• Guernica à l'exposition universelle 1937

     

    L’art et le pouvoir, des « Demoiselles d’Avignon » 1907 à « Guernica » 1937

     

     

     

     

    Introduction

     

    Le pouvoir institutionnel de la peinture,
    et sa remise en question.

     

    Guernica à l'exposition universelle 1937

     

    Le Bain turc, 108, 1859-1863, Paris, Musée du Louvre

     

    Depuis que Colbert mis les artistes au service du roi Louis XIV, en devenant parrain de l’académie royale de peinture, les artistes peignaient selon les principes dictés par l’académie.

    Les peintres devaient s’y conformer sous peine de ne pas être exposés aux salons officiels.

     

    En 1863, Napoléon III se voit obligé d’ouvrir un « salon des refusés », destiné à accueillir les trop nombreuses œuvres rejetées par le jury de l’académie.

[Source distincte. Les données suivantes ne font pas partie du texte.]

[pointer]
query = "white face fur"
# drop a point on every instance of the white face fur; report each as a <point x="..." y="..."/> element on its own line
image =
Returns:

    C’est qu’un art moderne se met en marche à la suite d’Edouard Manet.

     

    S’ensuit le développement de nombreux mouvements qui s’émancipent peu à peu des règles de l’académie. (Musée d’Orsay)

     

    Cette remise en question de la peinture classique voit sans doute son couronnement avec l’inachèvement volontaire de la peinture de Picasso : « les demoiselles d’Avignon ».

     

    Comparez « Le bain turc » de Jean-Auguste-Dominique Ingres, et Les demoiselles…

     

     

    Guernica à l'exposition universelle 1937

     

    Les demoiselles d’Avignon. Picasso ; 1907. Huile sur toile 243,9 x 233,7 cm

     

    La peinture de Picasso annonce de multiples autres voies, et notamment le cubisme.

     

     

    Guernica à l'exposition universelle 1937

     

    « La guitare, statue de l’épouvante ». 1913. Georges Braques. Fusain, gouache, papiers collés ; 73 x 100 cm

     

    Cette nouvelle approche de la « peinture » apporte beaucoup de liberté au créateur, qui s’approprie le principe de la reproduction en série (imprimés) par le découpage collage.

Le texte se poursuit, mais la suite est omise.